Intervention de Claudine Lepage

Réunion du 30 mars 2015 à 21h30
Prostitution — Article 16

Photo de Claudine LepageClaudine Lepage :

L’article 16 ayant été supprimé par la commission spéciale, nous proposons de le rétablir tel qu’adopté par l’Assemblée nationale en première lecture.

Il s’agit donc de restaurer le quatrième pilier de la proposition de loi, à savoir la création d’une infraction de recours à la prostitution d’une personne majeure punie de la peine d’amende prévue pour les contraventions de cinquième classe. L’amendement tend également à punir la récidive contraventionnelle de ces faits, passible d’une amende de 3 750 euros. La progressivité de ce dispositif pénal vise à accompagner un changement sociétal en interdisant l’achat d’un acte sexuel, considéré comme une violence.

Cet article est indispensable à l’équilibre et à la cohérence du texte de loi. Il réaffirme clairement la position abolitionniste de la France et permet d’établir concrètement que nul n'est en droit d'exploiter la précarité et la vulnérabilité d’autrui ni de disposer de son corps pour lui imposer un acte sexuel contre rémunération.

La prostitution est un phénomène sexué qui contrevient au principe d’égalité entre les hommes et les femmes. En effet, si 85 % des 20 000 à 40 000 personnes prostituées en France sont des femmes, 99 % des clients sont des hommes. Dans les années 2000, les personnes prostituées étaient à 90 % de nationalité étrangère, alors que cette proportion n’était que de 20 % en 1990. Principalement originaires de Roumanie, de Bulgarie, du Nigeria, du Brésil et de Chine, ces personnes sont le plus souvent maintenues sous la coupe de réseaux de traite et de proxénétisme organisés et violents.

Les personnes prostituées sont victimes de violences particulièrement graves qui portent atteinte à leur intégrité physique et psychique, comme le démontrent les études réalisées sur ce sujet.

Ce constat heurte plusieurs principes fondamentaux de notre droit. En premier lieu, aux termes du préambule de la convention des Nations unies pour la répression de la traite des êtres humains et de l’exploitation de la prostitution d’autrui du 2 décembre 1949, ratifiée par la France le 19 novembre 1960, « la prostitution et le mal qui l’accompagne, à savoir la traite des êtres humains en vue de la prostitution, sont incompatibles avec la dignité et la valeur de la personne humaine et mettent en danger le bien-être de l’individu, de la famille et de la communauté ».

En Suède, où, en application de la loi du 4 juin 1998, modifiée par la loi du 12 mai 2011, l’achat d’actes sexuels est puni d’une amende et d’une peine d’emprisonnement, la prostitution de rue a été divisée par deux en dix ans.

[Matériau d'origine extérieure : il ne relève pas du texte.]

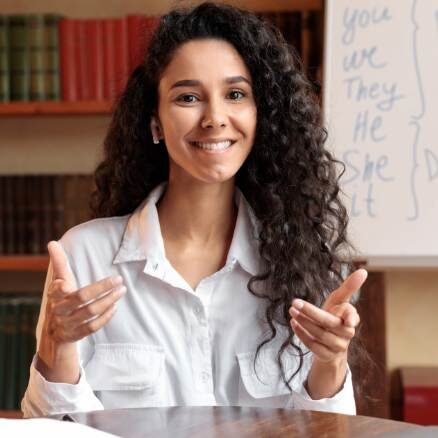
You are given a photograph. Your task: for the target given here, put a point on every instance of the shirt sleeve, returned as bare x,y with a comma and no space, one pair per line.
342,402
47,398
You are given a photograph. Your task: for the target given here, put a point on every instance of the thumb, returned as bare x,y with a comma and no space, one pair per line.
58,258
345,291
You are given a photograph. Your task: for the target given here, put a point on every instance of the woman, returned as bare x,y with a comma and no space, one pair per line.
218,233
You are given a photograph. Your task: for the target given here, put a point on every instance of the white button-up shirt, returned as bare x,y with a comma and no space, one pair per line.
167,344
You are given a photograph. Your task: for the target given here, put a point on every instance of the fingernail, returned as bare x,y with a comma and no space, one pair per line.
294,311
121,291
117,279
298,303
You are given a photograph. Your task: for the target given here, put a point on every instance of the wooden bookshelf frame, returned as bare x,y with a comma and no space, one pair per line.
18,262
61,108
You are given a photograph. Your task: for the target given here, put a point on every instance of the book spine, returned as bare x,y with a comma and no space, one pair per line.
3,352
19,57
109,64
121,55
2,215
94,31
151,23
51,59
4,59
82,61
36,50
137,39
67,54
20,213
9,214
12,342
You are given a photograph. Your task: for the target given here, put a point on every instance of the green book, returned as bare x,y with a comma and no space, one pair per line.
4,59
36,41
51,59
19,59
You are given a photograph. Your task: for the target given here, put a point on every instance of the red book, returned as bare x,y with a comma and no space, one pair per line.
94,47
82,61
121,50
116,56
137,39
108,57
67,50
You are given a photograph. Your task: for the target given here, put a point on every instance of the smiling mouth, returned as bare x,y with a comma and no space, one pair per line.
209,146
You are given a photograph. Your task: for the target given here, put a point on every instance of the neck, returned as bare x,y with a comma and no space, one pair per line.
199,214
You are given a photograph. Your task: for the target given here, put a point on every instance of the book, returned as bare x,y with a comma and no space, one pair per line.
95,56
67,62
116,56
82,60
19,59
36,37
51,65
4,59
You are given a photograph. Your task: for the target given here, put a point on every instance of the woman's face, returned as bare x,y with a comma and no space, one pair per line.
206,111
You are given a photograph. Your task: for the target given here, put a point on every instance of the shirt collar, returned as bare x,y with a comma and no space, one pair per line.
142,238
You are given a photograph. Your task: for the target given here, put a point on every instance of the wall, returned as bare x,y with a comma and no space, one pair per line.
63,144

Par ailleurs, rien n’indique que la prostitution dans des lieux fermés ait augmenté dans ce pays du fait de l’interdiction, ni que des personnes qui se prostituaient autrefois dans la rue se soient repliées dans des lieux fermés pour exercer cette activité. Il n’existe pas non plus de preuves de l’existence d’un lien entre la pénalisation de l’achat d’actes sexuels et la hausse des violences subies par les personnes prostituées, contrairement à ce qu’avancent certains opposants à la présente réforme.